The need is for a methodology for creation of systems to enable more collaborative approaches to modeling by domain expert end users. This combined with visualisation would allow engineers to model problems accurately. This can be made possible by provision of systems that may not fulfil all of the requirements of the domain experts because this would be difficult or impossible, but instead allows the domain experts, e.g. engineers to customise this themselves and help build the system they need and that could be changed as required. Alternatives to the current approach to software development are required. Modeling languages can be used as an interface to an end user programming environment. Transformation from a model building environment to program code was investigated.

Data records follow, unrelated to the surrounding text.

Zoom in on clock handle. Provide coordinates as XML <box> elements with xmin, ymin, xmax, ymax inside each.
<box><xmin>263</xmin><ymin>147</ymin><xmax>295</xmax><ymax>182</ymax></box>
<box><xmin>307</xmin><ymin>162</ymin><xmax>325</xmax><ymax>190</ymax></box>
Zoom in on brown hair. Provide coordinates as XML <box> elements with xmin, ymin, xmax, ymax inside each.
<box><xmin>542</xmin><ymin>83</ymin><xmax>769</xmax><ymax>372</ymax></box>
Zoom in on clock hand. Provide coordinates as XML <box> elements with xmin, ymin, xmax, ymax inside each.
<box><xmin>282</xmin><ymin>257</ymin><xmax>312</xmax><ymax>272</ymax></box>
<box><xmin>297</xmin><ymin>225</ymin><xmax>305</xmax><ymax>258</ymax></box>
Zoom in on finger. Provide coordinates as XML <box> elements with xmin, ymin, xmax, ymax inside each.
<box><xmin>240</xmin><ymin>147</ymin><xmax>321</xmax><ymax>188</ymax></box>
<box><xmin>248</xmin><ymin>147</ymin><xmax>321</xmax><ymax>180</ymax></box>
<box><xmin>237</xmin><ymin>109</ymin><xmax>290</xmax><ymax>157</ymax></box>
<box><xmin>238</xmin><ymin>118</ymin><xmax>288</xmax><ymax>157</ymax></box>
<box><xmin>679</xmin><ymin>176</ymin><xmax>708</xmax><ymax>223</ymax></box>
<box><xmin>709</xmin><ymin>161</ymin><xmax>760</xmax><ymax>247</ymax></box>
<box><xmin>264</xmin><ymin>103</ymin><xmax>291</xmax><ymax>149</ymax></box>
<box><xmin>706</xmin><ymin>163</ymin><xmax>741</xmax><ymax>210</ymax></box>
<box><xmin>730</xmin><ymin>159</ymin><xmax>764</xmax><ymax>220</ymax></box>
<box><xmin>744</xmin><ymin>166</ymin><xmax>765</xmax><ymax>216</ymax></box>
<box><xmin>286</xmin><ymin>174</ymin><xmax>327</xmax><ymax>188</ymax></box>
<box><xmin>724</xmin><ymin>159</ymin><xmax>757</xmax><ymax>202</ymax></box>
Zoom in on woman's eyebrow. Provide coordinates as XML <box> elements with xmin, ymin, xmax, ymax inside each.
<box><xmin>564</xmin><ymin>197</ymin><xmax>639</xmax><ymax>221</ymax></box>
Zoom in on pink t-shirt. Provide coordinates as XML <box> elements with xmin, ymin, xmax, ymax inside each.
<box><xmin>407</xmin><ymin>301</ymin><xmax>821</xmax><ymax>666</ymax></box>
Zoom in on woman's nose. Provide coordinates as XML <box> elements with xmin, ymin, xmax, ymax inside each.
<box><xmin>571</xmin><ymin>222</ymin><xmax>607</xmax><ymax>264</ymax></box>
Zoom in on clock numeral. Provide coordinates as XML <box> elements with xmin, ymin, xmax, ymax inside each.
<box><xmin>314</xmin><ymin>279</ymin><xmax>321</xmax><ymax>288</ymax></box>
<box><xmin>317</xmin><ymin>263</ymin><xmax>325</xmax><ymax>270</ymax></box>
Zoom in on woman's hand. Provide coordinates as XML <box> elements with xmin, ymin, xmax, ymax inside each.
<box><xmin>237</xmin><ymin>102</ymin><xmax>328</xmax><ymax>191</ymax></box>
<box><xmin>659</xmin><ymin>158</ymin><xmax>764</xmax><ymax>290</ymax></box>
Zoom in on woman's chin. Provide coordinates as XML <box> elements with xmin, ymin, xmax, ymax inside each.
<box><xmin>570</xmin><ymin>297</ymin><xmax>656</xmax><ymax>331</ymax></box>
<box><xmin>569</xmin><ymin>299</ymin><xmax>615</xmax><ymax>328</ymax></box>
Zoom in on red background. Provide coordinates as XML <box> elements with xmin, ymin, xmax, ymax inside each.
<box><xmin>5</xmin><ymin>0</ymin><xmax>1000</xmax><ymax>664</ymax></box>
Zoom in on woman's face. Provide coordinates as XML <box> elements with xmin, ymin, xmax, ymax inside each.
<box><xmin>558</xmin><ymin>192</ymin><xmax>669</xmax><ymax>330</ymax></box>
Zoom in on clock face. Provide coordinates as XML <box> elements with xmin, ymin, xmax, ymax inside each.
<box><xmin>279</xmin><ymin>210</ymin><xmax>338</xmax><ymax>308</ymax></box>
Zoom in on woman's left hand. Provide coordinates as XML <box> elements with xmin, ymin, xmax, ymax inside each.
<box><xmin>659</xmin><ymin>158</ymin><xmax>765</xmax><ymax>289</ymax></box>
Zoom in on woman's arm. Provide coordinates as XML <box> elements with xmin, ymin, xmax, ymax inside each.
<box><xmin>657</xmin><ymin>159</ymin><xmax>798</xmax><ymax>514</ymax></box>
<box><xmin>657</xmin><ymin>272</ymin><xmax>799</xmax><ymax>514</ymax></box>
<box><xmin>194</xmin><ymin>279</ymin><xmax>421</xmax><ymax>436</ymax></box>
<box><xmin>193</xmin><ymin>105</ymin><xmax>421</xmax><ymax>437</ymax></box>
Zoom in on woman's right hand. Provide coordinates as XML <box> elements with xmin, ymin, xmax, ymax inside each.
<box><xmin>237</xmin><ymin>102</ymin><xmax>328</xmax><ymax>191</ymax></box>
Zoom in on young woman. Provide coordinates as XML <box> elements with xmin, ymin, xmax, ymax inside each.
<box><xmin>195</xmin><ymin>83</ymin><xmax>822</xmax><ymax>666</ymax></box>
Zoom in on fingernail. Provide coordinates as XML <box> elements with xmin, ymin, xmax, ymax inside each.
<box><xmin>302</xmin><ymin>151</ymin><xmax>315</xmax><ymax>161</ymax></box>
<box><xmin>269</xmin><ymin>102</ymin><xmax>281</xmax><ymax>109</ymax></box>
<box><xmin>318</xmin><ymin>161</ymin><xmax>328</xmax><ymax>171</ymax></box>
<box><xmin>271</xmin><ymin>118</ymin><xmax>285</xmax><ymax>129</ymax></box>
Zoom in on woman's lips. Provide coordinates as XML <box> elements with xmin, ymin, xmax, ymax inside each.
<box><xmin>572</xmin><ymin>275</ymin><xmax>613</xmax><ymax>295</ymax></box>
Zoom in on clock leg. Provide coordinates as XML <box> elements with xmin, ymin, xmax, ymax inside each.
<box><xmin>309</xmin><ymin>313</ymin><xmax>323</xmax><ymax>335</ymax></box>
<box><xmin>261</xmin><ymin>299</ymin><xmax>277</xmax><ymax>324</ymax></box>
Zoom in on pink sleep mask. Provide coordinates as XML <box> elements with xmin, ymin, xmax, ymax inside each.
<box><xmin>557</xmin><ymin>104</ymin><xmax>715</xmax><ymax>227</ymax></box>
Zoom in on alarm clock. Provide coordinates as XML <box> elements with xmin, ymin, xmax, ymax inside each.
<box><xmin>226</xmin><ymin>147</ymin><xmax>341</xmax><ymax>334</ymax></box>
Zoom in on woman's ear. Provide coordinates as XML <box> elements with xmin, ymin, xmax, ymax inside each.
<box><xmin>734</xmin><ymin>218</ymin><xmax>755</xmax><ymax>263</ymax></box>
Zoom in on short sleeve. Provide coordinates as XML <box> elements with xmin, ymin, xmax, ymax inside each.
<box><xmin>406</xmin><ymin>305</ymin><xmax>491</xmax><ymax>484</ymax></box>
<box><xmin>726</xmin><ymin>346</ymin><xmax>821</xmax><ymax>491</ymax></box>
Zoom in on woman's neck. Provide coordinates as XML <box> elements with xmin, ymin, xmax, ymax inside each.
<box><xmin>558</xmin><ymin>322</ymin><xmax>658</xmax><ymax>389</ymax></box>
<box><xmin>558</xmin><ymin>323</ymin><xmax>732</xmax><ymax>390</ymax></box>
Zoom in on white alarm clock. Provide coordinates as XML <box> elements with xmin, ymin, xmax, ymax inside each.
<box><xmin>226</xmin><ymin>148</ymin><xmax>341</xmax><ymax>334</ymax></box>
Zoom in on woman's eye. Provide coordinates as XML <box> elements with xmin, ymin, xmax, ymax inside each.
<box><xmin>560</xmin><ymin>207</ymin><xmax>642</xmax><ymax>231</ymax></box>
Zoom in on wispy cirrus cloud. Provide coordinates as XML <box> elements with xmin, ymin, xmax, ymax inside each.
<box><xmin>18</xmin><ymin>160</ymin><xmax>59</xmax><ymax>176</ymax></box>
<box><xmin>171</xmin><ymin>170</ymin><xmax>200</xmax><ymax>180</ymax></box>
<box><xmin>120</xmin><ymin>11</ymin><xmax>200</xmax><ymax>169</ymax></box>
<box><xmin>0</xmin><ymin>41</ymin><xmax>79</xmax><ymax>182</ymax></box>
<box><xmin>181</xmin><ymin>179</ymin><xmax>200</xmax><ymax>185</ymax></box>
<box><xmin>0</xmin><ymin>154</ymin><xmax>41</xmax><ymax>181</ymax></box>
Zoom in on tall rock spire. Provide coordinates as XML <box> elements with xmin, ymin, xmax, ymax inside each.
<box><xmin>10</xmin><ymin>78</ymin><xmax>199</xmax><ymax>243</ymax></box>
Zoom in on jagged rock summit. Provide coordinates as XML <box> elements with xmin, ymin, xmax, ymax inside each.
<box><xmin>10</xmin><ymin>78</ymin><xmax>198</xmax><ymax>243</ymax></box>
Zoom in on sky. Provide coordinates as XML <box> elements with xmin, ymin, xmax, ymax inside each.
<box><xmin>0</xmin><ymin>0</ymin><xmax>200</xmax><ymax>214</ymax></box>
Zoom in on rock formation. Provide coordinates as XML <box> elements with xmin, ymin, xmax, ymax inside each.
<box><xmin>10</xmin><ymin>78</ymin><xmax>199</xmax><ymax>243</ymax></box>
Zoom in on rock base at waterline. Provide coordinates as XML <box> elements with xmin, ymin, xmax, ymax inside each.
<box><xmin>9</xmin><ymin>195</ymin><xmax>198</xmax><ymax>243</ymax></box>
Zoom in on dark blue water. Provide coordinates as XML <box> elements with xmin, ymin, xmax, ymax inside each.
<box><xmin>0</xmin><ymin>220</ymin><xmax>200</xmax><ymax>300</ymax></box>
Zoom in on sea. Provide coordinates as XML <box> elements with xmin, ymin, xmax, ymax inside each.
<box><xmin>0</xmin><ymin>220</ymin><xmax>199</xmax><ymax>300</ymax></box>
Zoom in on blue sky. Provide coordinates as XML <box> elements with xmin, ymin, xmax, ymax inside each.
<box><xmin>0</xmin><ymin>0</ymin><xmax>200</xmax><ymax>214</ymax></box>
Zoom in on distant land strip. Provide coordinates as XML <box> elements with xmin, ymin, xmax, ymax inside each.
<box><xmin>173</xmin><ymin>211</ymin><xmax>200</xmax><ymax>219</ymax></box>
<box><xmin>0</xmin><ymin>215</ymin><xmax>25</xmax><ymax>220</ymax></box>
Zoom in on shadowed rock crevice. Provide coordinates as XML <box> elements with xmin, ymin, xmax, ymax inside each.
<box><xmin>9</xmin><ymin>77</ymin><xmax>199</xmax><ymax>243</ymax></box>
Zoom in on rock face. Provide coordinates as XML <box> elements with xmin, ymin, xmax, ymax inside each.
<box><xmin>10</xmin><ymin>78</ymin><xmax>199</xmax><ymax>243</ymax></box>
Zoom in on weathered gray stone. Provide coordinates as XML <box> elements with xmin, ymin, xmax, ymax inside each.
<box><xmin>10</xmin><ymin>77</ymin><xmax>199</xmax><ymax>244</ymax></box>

Even if programming is made easier, only a proportion of people would actually be interested or capable of doing this. But there is still an advantage to colleagues such as people in the same team or department as an end user programmer, even if they are not undertaking programming themselves. Then all in the team have much closer access to someone, the end user programmer, who understands their, and the team's tasks, requirements, and projects. This closes the gap between those producing software systems, and those who require the software. This also makes it easier to iterate through solutions and solve problems more quickly and collaboratively.

Experienced programmers can build a modeling environment that can then be used by non programmers to create models or solve other software problems. This was achieved for the DATUM (Design Analysis Tool for Unit-cost Modelling) project with Rolls-Royce, and the modelling environment created was used by their engineers. Collaboration, simulation and modeling have been investigated to determine the requirements for future research in modeling of problems.

This should allow translation from a model based representation of software to the actual software. This can involve semi automatically producing software for a Semantic website from visual representations of the problem. The core of this modeling infrastructure is automated generation of models created with World Wide Web Consortium (W3C) standards based languages, and the visualization of information represented in such W3C standard ways.

This research investigated alternative approaches to software development, which give users greater involvement, and can actually be used in combination. This partially automates the process of software creation via a collaborative process and equation tree that maps the problem structure, and user interface creation by providing a means to manage a diagrammatic and/or tree based representation.